Question 7 – Que faire en cas de troponinémie positive en postopératoire ?
Question 8 – A qui faut-il réaliser une troponinémie en post-opératoire ? [13]
Question 1 – Quelles complications cardiaques les patients présentent-ils en post-opératoire ?
Les complications les plus fréquentes sont représentées par les infarctus du myocarde post-opératoires, les poussées d’insuffisance cardiaque, et les troubles du rythme post-opératoires. Ces complications cardiaques per-opératoires sont relativement peu fréquentes, et la plupart des complications surviennent lors la période post-opératoire, s’étendant jusqu’aux 48 – 72 premières heures après l’intervention chirurgicale [1,2]. Il s’agit d’une période particulièrement à risque qui nécessite une surveillance rapprochée des patients identifiés à risque.

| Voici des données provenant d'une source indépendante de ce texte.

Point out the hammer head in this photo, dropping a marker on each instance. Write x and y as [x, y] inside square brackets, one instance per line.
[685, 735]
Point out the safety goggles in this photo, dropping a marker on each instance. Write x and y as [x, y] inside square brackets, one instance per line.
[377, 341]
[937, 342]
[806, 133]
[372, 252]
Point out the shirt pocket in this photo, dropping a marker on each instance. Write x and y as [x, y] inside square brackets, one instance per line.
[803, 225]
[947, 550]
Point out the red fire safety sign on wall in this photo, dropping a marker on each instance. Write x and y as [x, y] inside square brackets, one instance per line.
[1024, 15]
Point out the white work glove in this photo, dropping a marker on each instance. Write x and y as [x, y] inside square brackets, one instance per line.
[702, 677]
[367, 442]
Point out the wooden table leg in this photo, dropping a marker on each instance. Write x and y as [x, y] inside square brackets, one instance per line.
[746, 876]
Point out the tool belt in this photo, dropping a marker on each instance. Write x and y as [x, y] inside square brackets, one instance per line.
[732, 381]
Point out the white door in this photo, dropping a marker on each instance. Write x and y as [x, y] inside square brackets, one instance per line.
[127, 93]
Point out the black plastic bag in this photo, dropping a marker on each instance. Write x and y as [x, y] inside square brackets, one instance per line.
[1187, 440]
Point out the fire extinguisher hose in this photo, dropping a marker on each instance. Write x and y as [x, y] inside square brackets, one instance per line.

De façon générale, tous les patients à risque de complications cardiaques post-opératoires doivent bénéficier d’une surveillance rapprochée qui implique : surveillance de la fréquence cardiaque, surveillance de la pression artérielle, invasive ou non invasive, monitoring du segment ST, surveillance du rythme cardiaque par électrocardioscope, surveillance ECG au moins pendant 24 h, surveillance biologique : troponine, hémoglobine, ionogramme, fonction rénale. Cette surveillance peut avoir lieu soit en réanimation, soit de façon préférentielle, en unité de surveillance continue.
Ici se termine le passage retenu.